Wriggling the motor out of the frame was a right PITA, probably there is a knack to it, I should have watched a Youtube video first, as it was we struggled (I borrowed my large mate Leigh, a 6'7" human engine hoist and veteran of CB750 and Harley engine lifts in the past).

Graham will be disappointed to find out I don't need a new engine stand, as it almost fits in the CB750 one, certainly enough to make it 'strong and stable' (Copyright T. May) enough to work on.








JamesH:
Great start there and looks a really solid basis to rennovate...good work.

MCTID:
My thoughts as well.........although it's sometimes really surprising how well some of these old bikes have stood up to the ravages of 40 years of sitting in sh1te. 

Looking forward to seeing all the good (and bad) bits of this rebuild.

Bubba (and his mates) didn't take too well to Metric and JIS fixings did they ! but 'Nils carborundum bast*rdum' always prevails in the end.

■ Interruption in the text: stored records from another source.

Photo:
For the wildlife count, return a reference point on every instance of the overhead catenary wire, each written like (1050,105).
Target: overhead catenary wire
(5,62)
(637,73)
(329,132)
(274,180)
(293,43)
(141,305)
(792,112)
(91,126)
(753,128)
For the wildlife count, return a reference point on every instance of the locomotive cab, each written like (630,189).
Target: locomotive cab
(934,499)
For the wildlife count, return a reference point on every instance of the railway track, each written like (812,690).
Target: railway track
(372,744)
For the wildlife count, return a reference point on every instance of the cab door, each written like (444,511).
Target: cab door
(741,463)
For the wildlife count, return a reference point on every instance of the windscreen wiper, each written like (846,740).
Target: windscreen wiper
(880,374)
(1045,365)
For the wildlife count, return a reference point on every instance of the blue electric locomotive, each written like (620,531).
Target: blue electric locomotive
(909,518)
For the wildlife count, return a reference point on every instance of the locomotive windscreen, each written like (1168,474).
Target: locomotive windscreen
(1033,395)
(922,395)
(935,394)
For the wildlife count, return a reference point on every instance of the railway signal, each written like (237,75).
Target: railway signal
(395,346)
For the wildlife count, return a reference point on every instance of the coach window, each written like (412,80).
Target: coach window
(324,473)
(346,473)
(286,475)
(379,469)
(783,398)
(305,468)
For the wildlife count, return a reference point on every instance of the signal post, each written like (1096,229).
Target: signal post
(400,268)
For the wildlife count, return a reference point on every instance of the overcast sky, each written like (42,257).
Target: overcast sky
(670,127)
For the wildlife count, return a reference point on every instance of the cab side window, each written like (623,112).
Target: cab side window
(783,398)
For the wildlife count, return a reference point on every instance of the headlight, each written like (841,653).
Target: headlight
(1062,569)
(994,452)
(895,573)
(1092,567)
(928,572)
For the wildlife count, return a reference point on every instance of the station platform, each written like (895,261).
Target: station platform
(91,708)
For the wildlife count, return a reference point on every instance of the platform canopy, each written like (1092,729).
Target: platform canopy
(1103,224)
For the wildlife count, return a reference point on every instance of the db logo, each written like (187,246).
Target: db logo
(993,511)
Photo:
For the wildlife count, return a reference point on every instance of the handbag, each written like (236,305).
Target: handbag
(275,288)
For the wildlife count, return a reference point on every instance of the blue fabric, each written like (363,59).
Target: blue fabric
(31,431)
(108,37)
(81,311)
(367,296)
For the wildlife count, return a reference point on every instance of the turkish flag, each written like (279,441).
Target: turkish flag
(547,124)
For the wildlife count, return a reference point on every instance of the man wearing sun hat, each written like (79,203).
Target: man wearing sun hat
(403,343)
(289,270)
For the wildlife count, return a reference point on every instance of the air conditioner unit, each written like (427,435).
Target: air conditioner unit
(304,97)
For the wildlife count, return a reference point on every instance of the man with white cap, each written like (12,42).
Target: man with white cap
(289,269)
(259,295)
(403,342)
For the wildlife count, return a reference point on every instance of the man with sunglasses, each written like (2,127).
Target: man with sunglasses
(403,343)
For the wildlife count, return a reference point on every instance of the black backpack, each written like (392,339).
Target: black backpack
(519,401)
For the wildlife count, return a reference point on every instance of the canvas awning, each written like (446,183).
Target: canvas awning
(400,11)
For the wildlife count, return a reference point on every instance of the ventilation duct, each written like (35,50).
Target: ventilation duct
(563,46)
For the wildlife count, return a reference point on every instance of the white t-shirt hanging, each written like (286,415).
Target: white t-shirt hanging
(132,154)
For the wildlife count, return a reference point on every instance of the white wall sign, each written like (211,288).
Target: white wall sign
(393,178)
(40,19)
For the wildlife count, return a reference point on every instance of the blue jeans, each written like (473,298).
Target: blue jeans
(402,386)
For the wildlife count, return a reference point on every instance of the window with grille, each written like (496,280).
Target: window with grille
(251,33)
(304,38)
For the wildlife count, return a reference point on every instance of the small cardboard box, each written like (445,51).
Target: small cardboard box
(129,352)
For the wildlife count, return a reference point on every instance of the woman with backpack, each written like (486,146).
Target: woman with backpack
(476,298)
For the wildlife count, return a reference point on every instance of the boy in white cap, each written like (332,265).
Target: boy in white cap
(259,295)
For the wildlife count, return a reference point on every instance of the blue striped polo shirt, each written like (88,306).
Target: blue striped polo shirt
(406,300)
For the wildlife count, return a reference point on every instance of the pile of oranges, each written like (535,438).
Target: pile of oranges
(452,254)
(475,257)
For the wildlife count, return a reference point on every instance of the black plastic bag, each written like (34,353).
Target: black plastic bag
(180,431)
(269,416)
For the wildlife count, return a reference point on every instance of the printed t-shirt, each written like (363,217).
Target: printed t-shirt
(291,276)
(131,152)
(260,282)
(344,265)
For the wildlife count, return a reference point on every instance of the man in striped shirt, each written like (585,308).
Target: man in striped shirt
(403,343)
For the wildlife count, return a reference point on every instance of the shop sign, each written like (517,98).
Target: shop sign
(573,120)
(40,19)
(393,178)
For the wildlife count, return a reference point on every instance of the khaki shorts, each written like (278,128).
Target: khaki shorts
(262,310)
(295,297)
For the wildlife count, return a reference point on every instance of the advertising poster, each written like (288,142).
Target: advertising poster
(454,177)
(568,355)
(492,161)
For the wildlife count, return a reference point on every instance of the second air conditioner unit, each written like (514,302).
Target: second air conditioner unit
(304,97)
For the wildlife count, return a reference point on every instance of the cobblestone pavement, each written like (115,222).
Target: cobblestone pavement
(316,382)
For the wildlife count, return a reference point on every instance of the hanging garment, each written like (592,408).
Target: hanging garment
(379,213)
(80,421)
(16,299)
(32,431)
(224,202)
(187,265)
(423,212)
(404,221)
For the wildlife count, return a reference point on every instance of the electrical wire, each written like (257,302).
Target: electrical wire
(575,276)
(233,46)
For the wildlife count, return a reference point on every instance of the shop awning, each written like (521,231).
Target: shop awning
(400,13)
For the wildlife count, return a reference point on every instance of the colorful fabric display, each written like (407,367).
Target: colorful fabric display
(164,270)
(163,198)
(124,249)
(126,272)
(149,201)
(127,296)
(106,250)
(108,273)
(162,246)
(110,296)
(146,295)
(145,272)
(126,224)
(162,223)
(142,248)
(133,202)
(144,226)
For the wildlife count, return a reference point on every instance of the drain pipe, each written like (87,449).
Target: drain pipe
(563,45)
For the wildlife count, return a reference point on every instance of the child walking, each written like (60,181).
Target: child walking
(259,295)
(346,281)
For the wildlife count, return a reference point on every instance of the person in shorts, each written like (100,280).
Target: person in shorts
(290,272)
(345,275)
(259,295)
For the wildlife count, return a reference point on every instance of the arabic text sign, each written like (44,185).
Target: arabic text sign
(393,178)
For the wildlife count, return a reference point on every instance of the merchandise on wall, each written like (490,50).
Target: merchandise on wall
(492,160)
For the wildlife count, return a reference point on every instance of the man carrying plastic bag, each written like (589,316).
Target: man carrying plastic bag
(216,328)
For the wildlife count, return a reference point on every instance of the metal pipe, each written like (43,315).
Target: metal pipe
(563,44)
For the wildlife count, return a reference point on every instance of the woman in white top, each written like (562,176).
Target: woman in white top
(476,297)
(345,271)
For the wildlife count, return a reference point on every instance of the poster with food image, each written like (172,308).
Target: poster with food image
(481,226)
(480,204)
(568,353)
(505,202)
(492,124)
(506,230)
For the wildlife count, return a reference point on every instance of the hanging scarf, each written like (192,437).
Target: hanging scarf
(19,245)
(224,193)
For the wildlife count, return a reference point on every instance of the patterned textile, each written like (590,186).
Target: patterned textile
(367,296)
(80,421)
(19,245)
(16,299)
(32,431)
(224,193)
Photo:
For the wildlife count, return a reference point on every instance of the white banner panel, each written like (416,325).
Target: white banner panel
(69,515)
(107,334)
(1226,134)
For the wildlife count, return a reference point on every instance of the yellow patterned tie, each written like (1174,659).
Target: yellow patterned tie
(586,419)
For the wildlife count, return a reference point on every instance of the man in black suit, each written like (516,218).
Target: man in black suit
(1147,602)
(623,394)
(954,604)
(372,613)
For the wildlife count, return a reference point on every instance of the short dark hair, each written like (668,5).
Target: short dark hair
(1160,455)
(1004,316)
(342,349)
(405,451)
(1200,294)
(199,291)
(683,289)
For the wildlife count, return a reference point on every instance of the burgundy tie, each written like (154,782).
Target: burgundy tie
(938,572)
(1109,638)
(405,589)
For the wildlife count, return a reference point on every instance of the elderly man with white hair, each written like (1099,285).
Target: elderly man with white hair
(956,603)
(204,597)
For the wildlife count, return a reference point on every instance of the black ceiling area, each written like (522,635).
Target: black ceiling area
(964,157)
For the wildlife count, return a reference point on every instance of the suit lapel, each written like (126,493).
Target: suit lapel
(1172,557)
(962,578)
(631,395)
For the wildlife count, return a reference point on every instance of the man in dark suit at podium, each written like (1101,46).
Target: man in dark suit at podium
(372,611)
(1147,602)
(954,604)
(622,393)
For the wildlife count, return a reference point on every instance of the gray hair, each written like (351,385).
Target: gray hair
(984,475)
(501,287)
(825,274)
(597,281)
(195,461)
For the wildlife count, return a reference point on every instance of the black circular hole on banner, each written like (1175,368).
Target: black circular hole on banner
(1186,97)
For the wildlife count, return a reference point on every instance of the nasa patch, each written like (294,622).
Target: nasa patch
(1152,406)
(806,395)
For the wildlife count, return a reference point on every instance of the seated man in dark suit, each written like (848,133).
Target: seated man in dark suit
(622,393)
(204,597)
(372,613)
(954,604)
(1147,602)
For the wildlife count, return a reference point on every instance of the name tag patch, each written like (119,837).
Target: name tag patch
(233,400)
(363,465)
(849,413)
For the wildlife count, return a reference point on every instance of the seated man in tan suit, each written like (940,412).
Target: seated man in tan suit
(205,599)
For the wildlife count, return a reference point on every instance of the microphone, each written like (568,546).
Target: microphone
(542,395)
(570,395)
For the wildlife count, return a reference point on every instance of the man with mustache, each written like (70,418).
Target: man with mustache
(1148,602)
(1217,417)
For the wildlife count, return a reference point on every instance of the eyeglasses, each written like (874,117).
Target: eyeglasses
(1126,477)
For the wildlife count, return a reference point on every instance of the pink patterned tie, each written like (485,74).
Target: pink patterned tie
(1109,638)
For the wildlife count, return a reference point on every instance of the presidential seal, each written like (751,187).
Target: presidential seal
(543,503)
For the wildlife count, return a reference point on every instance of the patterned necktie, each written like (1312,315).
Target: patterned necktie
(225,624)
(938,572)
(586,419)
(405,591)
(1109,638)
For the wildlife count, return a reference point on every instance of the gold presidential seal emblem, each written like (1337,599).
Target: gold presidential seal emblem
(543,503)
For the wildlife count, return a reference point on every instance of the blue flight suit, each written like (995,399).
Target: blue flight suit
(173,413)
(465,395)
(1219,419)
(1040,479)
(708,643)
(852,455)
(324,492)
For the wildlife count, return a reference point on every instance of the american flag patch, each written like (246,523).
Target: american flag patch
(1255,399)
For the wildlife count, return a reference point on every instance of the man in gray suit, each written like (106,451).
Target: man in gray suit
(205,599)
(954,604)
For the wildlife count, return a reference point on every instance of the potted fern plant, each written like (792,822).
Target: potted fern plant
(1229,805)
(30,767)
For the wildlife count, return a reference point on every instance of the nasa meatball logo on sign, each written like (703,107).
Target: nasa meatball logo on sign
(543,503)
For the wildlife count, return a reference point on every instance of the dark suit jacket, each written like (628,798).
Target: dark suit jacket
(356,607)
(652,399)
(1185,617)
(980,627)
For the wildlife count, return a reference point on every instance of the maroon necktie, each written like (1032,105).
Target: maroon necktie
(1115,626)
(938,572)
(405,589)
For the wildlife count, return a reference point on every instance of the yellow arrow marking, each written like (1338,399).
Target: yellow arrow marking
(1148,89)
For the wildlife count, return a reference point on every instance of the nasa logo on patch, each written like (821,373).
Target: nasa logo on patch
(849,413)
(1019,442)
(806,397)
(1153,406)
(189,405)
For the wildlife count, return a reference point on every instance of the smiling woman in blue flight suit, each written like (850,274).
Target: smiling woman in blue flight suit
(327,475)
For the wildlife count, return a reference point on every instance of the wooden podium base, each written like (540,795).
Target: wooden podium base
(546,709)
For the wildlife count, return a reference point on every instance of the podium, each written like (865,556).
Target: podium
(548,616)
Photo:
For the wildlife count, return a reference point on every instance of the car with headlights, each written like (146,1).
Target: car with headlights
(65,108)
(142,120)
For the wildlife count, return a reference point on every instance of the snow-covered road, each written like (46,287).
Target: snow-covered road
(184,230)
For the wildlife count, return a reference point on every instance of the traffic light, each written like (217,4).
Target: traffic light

Good luck and please post plenty of pics as you progress.

MrDavo:
Thanks for your comments, I only got an hour in the garage last night, I was hoping to get the head off but stopped when I realised my chain splitter hadn't a hope in hell of getting in the space available.

I started by taking the cam covers off, the points were as new (though the ones on the right don't seem to meet as square as you'd like), but numb nuts here took the inlet cover off with a bit of a struggle before realising I'd just pulled a camshaft bearing, and the cam was now cocked at a jaunty angle with one of the valves open! I hope I haven't bent a valve already, time will tell, anyway I put the cover back on so I can turn the engine over without damaging anything (else?).



Like many other things, the cams were in remarkably good condition. As I turned the motor, fresh oil ran down the lobe of the r/h exhaust cam, so there is still pressure. (I haven't dropped the oil yet).




I peered in through the plugholes, on the up side what I saw of the valves was good, nice seating surfaces, but now I am more anxious to get the head off, as all is not well with the right hand piston crown - not something I could get a photo of, but I can see multiple silver marks in the black carbon, either someone poking the piston with a pointy thing through the plughole (but why?) or detonation - maybe a consequence of running the bike with a fuel filter full of mud! While the left hand carb had crystals of crud from long evaporated petrol, the right hand side float bowl was clean and bone dry.

I am now worried by those photos of mullahed 350 heads we've seen on here recently, I don't mind shelling out for a new piston or a rebore, but please don't let the head be a mess..  :( Bubba was clearly after something with his ill fitting tool kit, before he slung the bike in a corner and walked away forever.

I found the soft link, and when it was on the position in the photos the cams were lined up with their timing marks.



I will be fitting a new chain, from later reading on the twins forum, it seems I will be OK grinding the pin ends and drifting the link out - I will be cleaning everything anyway but I'll shove a load of paper or cloth into the cam tunnel to catch the swarf.

Feck knows what I'll use to re rivet the new chain but that's a long way down the thread from here.